Prove $\lim \limits_{n \to \infty}\frac{n!}{n^n}=0$ Prove $\lim \limits_{n \to \infty}\frac{n!}{n^n}=0$.  I have tried this several ways.  I tried using the ratio test, I tried to expand it... I'm not really sure where to go.
When I expand, I get $$\frac{n(n-1)(n-2)(n-3).....}{nnnnnn......}$$ I don't know if trying to expand this is helpful, but I'm just not sure where to go with this problem... Any help would be appreciated.
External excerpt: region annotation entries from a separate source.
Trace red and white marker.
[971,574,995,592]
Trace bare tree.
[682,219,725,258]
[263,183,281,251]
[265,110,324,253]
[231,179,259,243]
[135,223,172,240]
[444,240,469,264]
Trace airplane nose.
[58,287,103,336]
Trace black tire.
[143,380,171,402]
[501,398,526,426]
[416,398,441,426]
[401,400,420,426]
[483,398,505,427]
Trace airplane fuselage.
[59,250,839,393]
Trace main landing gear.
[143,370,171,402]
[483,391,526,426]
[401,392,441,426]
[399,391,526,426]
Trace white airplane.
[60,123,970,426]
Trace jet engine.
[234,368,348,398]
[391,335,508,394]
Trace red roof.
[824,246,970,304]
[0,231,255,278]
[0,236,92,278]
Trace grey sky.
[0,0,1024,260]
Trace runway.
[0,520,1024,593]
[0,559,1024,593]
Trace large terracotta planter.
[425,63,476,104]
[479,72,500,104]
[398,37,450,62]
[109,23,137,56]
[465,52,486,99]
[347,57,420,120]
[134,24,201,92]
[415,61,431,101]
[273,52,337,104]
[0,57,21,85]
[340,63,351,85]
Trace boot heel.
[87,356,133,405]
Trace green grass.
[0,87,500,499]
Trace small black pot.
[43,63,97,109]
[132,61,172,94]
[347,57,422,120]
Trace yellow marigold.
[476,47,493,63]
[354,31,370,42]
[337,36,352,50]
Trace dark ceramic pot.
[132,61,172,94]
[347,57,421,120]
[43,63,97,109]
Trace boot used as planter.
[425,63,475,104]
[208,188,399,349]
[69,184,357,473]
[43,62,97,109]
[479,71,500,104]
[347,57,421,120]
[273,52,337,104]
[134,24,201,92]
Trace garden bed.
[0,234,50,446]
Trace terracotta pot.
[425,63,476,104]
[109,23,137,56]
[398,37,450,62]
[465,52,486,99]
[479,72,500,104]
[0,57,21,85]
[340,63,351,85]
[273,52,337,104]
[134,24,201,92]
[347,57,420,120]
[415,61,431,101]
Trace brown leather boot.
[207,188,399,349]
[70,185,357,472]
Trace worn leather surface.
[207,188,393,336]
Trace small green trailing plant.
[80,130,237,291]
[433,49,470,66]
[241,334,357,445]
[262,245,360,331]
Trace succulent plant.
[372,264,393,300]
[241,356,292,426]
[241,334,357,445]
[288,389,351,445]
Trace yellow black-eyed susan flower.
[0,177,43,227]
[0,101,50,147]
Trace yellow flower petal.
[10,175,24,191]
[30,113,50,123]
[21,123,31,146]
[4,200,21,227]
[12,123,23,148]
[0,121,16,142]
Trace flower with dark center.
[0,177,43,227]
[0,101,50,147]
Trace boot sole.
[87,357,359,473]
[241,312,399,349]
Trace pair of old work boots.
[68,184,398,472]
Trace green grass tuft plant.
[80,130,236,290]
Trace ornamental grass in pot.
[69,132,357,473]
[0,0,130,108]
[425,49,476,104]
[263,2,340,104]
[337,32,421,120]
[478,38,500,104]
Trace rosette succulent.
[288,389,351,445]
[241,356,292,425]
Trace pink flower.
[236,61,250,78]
 A: You've got the right idea. Note that
$$\frac{n!}{n^n}=\frac{n}{n}\frac{n-1}{n}\cdots\frac{1}{n}$$
Every term in this product is at most $1$ so we have that
$$\frac{n!}{n^n}=\frac{n}{n}\frac{n-1}{n}\cdots\frac{1}{n}\leq\frac{1}{n}$$
A: Here is a combinatorial proof. The numerator is the number of bijections from $[n]\to[n]$; the denominator is the number of functions from $[n]\to [n]$.  For each bijection $\sigma$, we can define $n$ different functions $\tau_1,\dots,\tau_n$ s.t. $\tau_i|_{[n-1]}=\sigma$ and $\tau_i(n)=i$. So the expression in the limit is $\leq 1/n$.
A: The ratio test works:
$$\frac{\frac{(n+1)!}{(n+1)^{n+1}}}{\frac{n!}{n^{n}}}=\frac{(n+1)!}{(n+1)^{n+1}}\frac{n^n}{n!}=\left(\frac{n}{n+1}\right)^n=\frac{1}{\left(1+\frac{1}{n}\right)^n}\overset{n\to\infty}{\longrightarrow} \frac{1}{e}<1.$$
A: Note that since $\sum_{k=1}^{n-1}\log(k)\le \int_1^{n} \log(x)\,dx$, we have
$$\begin{align}
(n-1)!&=e^{\log((n-1)!)}\\\\
&=e^{\sum_{k=1}^{n-1}\log(k)}\\\\
&\le e^{\int_1^{n} \log(x)\,dx}\\\\
&=n^ne^{-(n+1)}
\end{align}$$
Therefore, we see that 
$$0\le \frac{n!}{n^n}\le ne^{-(n+1)}$$
whereupon application of the squeeze theorem yields the coveted limit
$$\lim_{n\to \infty}\frac{n!}{n^n}=0$$
And we are done!